When Christina Ashby from Orem saw a painting of her dad as Santa, she was thrilled. What 5-year-old wouldn’t be? Later, when she was in high school, Ashby’s dad was Santa in a second painting. But this kind of thing isn’t unusual when celebrated artist James C. Christensen lives down the road.
“We have three of his Christmas paintings that hang in my parents’ living room, two of which feature my dad as Santa,” Ashby said. “They don’t just hang there during the holiday season, but the whole year. It’s been that way since what seems like forever. As a kid I thought it made my Dad kind of famous to be in a painting, and who doesn’t want their dad to be famous? As a kid, I remember loving seeing people in the neighborhood in James Christensen’s paintings. One of my friends was in one of them — it hung in our elementary school.

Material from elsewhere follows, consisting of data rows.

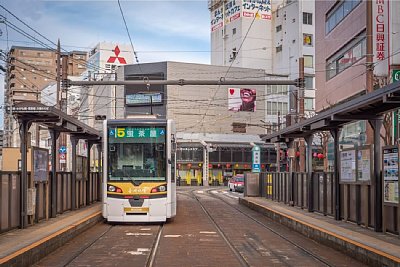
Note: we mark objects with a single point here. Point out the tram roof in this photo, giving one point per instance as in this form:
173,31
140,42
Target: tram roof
219,138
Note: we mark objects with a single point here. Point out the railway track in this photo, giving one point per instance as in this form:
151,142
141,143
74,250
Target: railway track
305,250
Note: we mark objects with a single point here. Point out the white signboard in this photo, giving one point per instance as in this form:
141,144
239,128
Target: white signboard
348,166
364,164
217,19
380,18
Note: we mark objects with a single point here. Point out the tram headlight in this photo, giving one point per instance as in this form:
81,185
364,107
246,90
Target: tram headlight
114,189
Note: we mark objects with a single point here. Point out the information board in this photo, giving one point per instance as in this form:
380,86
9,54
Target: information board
364,164
391,174
40,165
348,166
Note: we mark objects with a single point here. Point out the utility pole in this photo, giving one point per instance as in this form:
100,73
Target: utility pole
302,147
58,76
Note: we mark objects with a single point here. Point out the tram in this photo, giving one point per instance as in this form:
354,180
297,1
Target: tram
139,170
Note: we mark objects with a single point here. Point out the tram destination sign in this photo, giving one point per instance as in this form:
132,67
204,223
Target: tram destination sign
136,132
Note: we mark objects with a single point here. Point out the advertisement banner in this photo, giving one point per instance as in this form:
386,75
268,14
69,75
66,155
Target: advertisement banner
232,10
217,18
242,99
260,9
391,174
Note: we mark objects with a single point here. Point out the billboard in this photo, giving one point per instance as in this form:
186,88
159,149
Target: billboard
242,99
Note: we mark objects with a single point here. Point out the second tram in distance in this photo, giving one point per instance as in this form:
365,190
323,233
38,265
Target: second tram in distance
139,170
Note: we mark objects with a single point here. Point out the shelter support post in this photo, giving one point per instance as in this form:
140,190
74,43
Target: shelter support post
377,125
100,180
335,135
310,193
53,206
74,142
291,152
23,132
88,185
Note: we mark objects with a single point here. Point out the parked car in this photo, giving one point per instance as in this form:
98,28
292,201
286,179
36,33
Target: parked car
236,183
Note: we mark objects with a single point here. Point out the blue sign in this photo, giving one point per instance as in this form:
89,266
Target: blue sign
256,158
62,150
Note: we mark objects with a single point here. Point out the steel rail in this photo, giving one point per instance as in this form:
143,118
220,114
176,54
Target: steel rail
273,231
240,258
152,255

When we would go by it in the lunch line we would always say, ‘Hey, there’s Suzie!'”
Christensen is known for his imaginative artwork. His aim, he says, “always begins with a desire to connect with another imagination. My work is an invitation to let your imagination run wild, explore and make interpretations spontaneously.”
“His imagination is amazing,” Ashby said. “Put that together with his sense of humor and it’s just pure magic. I love his creativity and his attention to detail.”
As for Christensen’s off-canvas personality? Ashby says he wears a perma-smile, is outgoing, puts on a spectacular “Cul-de-sac of fire” every Fourth of July and is an incredible gospel doctrine teacher.
“I always loved it when we sat behind him in Church, because he would draw during the meeting,” Ashby said. “It was the most entertaining thing to watch. When I was older and some of his grand kids were in our ward, it was fun to see him direct his drawing towards them — elephants and other animals and things they liked.”
Virgil Jacobsen, associate director and curator of educational art at the Springville Museum of Art, says Christensen’s art and personality are one and the same.
“His personality is probably best described by his art,” Jacobsen said. “He is a character. He is fun-loving, he’s outgoing and he is always looking at the lighter side of life. That doesn’t mean he’s not serious, but he can always find humor and some of the things that make life special. And that’s what comes through in his work.”
Christensen’s art can be found in the Springville Museum of Art, along with almost 3,000 other works of art — 2,000 of which are by Utah artists. The museum was dedicated in 1937 by then apostle David O. McKay as “a sanctuary of beauty, a temple of contemplation.” Five years ago, apostle Dallin H. Oaks dedicated the new sculpture garden and re-dedicated the entire museum using that same phrase.
“It has a very special feel to it,” Jacobsen said. “Many people comment on that as they visit — not just the old Spanish Moroccan architecture but just the nice feeling of looking at art and contemplating life.”
The museum will hold its 90th annual Spring Salon, a celebration of acclaimed artists from Utah and across the nation, now through July 6th.
“There are many talented artists in Utah Valley that contribute to this,” Jacobsen said. “As you walk around and look at the labels, you’ll be able to see the influence that Utah Valley has on the Utah art scene. It’s significant.”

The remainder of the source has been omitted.